One of the study’s key aims was to determine if ACT-informed exposure could enhance psychological flexibility—a core process in ACT that involves accepting internal experiences while committing to actions that align with one’s values. Contrary to the researchers’ expectations, the exposure phase did not consistently lead to improvements in psychological flexibility across participants. This finding suggests that while exposure therapy might have some utility as a secondary treatment, it may not be as effective in fostering psychological flexibility as hypothesized, or psychological flexibility is less relevant as a process of change in people who struggle with skin picking. As the experimenter used broad measures of psychological flexibility, it is also possible the measures were too general and not specific enough to picking.
Implications for Treatment
Despite the mixed results, the study offers valuable insights into the treatment of ExD. All participants maintained their gains at a three-month follow-up, indicating that both HRT and ACT-informed exposure have lasting effects on symptom reduction. However, the study also raises questions about the specific role that exposure therapy should play in treating ExD. Given that HRT resulted in more robust improvements than exposure therapy, this research suggests that exposure therapy might be more effective when used as a secondary intervention.
Participant feedback indicated that exposure was an acceptable treatment. Participants who began with exposure felt that exposure therapy helped them prepare for the strategies in HRT. Some participants even endorsed a preference for exposure. For example, one participant described exposure as “more helpful overall,” and another noted that “exposure has been what really accelerated” their progress. These subjective reports highlight the potential of ACT-informed exposure to complement HRT by increasing participants’ awareness and acceptance of their urges, which might help reduce relapse rates in the long term.
Conclusion
This study, represents a pioneering effort to integrate ACT-informed exposure therapy into the treatment of Excoriation Disorder. It is also the first published experimental study of the use of exposure in treating skin picking. While the findings do not support exposure therapy as a robust standalone treatment, they suggest it may be a useful adjunct to HRT to help people further manage picking behavior. With skin picking, any additional improvements in reducing picking may be meaningful.
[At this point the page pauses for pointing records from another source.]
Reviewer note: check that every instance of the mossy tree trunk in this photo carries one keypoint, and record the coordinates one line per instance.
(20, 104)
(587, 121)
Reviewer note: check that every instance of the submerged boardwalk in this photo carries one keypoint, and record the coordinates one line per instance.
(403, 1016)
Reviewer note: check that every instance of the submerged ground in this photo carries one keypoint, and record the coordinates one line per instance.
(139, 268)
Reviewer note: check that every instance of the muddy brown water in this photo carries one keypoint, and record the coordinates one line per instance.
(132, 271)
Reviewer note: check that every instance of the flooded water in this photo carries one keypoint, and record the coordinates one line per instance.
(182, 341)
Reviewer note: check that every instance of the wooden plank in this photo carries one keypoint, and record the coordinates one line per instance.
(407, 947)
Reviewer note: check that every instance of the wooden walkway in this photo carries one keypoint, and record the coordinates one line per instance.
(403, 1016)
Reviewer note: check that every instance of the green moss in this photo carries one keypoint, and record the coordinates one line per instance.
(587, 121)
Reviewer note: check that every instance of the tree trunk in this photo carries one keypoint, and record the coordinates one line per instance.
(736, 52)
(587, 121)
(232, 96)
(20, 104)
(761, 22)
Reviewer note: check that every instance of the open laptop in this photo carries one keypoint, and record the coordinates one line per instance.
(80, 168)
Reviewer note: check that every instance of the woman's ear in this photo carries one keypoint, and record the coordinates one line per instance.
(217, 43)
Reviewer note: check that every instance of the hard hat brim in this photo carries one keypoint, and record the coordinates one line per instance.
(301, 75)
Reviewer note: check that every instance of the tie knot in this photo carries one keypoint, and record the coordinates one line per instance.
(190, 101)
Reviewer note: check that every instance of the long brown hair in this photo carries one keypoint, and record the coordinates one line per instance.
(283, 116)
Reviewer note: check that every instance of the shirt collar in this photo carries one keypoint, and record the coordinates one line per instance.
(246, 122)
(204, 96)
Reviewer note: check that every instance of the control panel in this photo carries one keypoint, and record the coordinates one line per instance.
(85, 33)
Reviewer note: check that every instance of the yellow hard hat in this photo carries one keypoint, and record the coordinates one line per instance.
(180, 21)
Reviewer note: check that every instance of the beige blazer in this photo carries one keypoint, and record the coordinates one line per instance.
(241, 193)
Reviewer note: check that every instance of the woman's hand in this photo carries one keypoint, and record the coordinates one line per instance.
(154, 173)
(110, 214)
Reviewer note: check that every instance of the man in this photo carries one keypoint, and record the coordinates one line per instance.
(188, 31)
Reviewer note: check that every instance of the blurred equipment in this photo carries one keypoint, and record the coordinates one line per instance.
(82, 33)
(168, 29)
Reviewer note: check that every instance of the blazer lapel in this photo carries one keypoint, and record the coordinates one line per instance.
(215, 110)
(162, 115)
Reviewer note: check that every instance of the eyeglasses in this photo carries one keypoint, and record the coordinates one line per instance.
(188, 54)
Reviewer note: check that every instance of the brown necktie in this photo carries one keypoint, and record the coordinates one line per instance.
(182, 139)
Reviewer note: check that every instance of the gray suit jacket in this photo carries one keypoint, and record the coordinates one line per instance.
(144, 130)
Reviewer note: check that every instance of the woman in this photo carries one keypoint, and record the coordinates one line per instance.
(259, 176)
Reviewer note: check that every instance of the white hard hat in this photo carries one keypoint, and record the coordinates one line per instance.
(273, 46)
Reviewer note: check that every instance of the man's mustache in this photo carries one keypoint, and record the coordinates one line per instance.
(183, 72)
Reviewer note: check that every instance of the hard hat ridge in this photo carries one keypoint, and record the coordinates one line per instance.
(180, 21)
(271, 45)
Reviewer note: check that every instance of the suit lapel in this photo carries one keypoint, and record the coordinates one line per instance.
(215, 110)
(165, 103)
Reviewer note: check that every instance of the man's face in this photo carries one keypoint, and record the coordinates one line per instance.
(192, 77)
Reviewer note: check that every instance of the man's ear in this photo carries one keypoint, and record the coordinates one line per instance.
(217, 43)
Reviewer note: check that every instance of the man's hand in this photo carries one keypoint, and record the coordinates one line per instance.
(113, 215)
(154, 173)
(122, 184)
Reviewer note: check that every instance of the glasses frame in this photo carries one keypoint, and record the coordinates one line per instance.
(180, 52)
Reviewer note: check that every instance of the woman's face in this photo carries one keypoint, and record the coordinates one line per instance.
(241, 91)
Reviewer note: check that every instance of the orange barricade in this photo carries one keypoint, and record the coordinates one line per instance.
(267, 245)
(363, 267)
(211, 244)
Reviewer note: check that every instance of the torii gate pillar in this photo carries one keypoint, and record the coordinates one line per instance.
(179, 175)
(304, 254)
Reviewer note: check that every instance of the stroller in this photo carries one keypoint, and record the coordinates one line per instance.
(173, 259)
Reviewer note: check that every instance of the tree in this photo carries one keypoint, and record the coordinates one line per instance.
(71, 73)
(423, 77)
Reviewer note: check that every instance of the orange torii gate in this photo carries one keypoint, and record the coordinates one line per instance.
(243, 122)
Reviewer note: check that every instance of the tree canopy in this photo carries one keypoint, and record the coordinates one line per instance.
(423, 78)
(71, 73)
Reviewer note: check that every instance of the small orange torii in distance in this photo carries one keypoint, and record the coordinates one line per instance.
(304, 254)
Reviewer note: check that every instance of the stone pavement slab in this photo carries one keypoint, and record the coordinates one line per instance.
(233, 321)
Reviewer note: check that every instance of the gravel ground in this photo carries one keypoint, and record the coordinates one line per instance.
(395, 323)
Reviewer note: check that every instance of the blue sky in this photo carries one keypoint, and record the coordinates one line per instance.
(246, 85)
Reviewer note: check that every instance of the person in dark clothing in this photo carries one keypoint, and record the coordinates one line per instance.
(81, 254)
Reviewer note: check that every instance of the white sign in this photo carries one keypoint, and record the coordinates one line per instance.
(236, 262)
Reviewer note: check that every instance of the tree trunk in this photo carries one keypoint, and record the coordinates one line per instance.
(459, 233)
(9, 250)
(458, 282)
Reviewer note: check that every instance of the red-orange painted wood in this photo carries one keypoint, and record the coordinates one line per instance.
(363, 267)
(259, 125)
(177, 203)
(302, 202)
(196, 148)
As the field of mental health continues to explore transdiagnostic approaches—therapies that can be applied across different disorders—the integration of ACT with traditional behavioral interventions like exposure therapy offers a promising avenue for future research. The protocol is relatively simple to implement, especially for therapists familiar with exposure therapy. This study underscores the importance of tailoring treatment to the individual, recognizing that while HRT remains the gold standard for ExD, there is room to enhance its efficacy through the thoughtful incorporation of exposure therapy.
Moving forward, larger-scale studies are necessary to determine if combining HRT and exposure therapy is more effective than HRT alone. For clinicians and researchers alike, this study offers a steppingstone toward enhancing treatments for those suffering from Excoriation Disorder and other body focused repetitive behaviors.